Question

So I am trying to make a method that allows for logging debug messages on the fly, and I would like to include the file name and line number where the message occured. My first inclination was to give debug_backtrace() as one of the arguments for the logging method, which returns an array which contains the current file name and line number.

The problem is, this only gives the file and line of the very first file called (index.php). index.php is only a five line file that calls a method from a class in an included file however, so the line and file information always say (index.php, line 5) no matter what and are useless.

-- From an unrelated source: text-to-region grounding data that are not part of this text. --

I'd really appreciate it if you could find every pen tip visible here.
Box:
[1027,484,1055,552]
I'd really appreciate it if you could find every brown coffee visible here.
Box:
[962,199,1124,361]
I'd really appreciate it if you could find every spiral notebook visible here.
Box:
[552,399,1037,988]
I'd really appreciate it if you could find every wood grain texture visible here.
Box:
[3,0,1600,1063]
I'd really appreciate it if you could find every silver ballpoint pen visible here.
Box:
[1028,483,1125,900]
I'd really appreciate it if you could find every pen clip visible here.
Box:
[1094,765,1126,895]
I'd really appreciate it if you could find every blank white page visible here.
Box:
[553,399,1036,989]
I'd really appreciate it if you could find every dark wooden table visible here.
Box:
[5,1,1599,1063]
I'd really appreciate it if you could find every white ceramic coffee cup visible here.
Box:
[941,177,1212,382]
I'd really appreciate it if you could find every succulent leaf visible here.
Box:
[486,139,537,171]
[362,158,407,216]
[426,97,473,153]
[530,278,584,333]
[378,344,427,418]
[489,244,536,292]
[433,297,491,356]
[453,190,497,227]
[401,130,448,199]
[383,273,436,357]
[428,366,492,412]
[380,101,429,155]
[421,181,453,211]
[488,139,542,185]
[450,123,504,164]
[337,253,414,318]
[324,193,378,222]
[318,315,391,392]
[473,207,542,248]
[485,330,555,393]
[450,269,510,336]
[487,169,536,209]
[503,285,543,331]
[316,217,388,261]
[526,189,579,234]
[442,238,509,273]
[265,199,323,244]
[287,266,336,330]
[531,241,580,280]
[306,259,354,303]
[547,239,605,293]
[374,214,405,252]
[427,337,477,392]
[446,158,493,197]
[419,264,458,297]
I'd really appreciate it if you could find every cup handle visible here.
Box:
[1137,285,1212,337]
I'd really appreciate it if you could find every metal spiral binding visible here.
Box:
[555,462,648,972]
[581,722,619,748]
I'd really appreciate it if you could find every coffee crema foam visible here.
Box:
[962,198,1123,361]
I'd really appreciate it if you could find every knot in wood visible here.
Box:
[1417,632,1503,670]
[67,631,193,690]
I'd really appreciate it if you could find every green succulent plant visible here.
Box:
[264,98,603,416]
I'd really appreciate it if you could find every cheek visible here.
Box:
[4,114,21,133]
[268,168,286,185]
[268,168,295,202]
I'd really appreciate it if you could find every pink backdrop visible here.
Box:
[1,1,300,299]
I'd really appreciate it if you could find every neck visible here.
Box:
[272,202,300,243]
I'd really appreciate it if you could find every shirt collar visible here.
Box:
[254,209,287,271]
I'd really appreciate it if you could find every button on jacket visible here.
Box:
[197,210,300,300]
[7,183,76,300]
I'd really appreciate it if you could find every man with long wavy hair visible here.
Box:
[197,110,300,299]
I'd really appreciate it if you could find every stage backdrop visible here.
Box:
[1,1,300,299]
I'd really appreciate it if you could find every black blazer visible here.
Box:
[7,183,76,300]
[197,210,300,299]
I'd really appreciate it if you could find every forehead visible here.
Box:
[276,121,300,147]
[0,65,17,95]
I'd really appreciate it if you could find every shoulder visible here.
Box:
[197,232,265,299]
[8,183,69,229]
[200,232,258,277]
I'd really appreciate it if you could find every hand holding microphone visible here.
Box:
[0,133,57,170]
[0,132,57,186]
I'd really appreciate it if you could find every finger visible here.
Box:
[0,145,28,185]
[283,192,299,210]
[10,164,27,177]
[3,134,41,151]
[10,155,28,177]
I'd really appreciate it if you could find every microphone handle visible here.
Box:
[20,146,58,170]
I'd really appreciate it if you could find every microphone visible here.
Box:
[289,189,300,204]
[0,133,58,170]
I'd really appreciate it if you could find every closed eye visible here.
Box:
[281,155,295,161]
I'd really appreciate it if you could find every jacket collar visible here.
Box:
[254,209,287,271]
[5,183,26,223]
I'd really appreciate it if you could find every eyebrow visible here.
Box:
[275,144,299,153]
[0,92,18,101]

Is there a way to get the current line and file no matter where in the code you are?

Addition

Here is the file and line info:

[2011-01-23 06:26:10] Information: "Request made for non-existant controller (test).", File: "/home/spotless/public_html/mymvc/index.php", Line: 5, Request: "/test"

Here is the index.php in its entirety:

<?php

    include_once('application/init.php');
    lev_init::init();
?>

Here is the logging call using the debug_backtrace(), within the init.php file (line 37):

// if requested controller does not exist, log
lev_logging::message('Request made for non-existant controller ('.$requested_controller.').', debug_backtrace());

second update

var_dump of debug_backtrace

array(1) { [0]=> array(6) { ["file"]=> string(42) "/home/spotless/public_html/mymvc/index.php" ["line"]=> int(5) ["function"]=> string(4) "init" ["class"]=> string(8) "lev_init" ["type"]=> string(2) "::" ["args"]=> array(0) { } } }

Was it helpful?

Solution

debug_backtrace returns an array so do a var_export(debug_backtrace(), true)

i.e.:

// if requested controller does not exist, log
lev_logging::message('Request made for non-existant controller ('.$requested_controller.').', var_export(debug_backtrace(), true));

Note:

just and edit what what/where the stack trace matters.

<?php
// filename: /tmp/a.php

function b_test($foo)
{
   var_dump(debug_backtrace());
}

function a_test($str)
{
    echo "\nHi: $str";
    b_test('bar');
    var_dump(debug_backtrace());
}

a_test('friend');
?>

<?php
// filename: /tmp/b.php
include_once '/tmp/a.php';

?>

The debug_backtrace in b_test will show everything up to the include. the one in a_test won't show the b_test call since it has returned...

OTHER TIPS

If you are in the global context with this, not a function, then what you show is normal behaviour. The inclusion of files does not reflect in the call stack - only the calling of functions and methods.

As far as I know, there is no way to build an "include trace", a list of the nested includes a line of code is in. This has been asked repeatedly on SO, and IIRC, a solution was never found.